Probability Basics Probabilistic Inference Martin Emms October 1, 2020 Probability Basics

Basics of Probability Basics of Probability Janyl Jumadinova February 2426, 2020 Janyl

Chapter 2 Probability 1. Definition of Probability 2. Probability of disjoint events 3.

Chapter 2 Probability 1. Definition of Probability 2. Probability of disjoint events 3.

Which probability Which probability Which probability Which probability theory for cosmology?

Recap of Basic Probability Elements of basic probability theory probability theory The

Chapter 2: Basics from Probability Theory and Statistics 2.1 Probability Theory Events,

Continuing Probability. Wrap up: Total Probability and Conditional Probability. Continuing

Chapter II: Basics from probability theory and statistics Information Retrieval &amp; Data

CS70: Jean Walrand: Lecture 21. Events, Conditional Probability 1. Probability Basics Review 2.
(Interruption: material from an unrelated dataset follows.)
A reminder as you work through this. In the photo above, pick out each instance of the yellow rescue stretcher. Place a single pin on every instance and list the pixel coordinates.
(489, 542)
Chapter 1: Probability Theory (a recap) STK4011/9011: Statistical Inference Theory Johan Pensar

Probability Theory p ( E ) = p ( a 1 ) + p ( a 2 ) + ... + p ( a m ) 1 2 3 4 5 6 7 8 9 10 11 12 13

Outline 1. Bayes Law L7: Probability Basics 2. Probability distributions CS 344R/393R:

Counting and Probability Whats to come? Counting and Probability Whats to come?

!&quot;#$%&amp;'%()#*&amp;$+%,'-.#-/0%1(,23% 4%5&amp;$%/6%&quot;&amp;'$/7+%

Estimating post-editing effort State-of-the-art systems and open issues Lucia Specia University

Legislative Redistricting Update October 4, 2012 League of Cities and Towns Rachel Weiss,

Monetary policy decision September 2019 Inflation on target with rate rises at a slower pace

Climate Change and Non-Residential Electricity Consumption in Colombia Shaun McRae University of

+ Special Topic Presentation: Incremental Processing Rebecca Myhre + What and Why? n Most

NeuroComp Machine Learning and Validation Mich` ele Sebag http://tao.lri.fr/tiki-index.php

Compromise Agreements &amp; Confidentiality Examining the impact of Duchy Farms Kennels Ltd v.

Chapter II: Basics from probability theory and statistics Information Retrieval & Data

!"#$%&'%()#*&$+%,'-.#-/0%1(,23% 4%5&$%/6%"&'$/7+%

Compromise Agreements & Confidentiality Examining the impact of Duchy Farms Kennels Ltd v.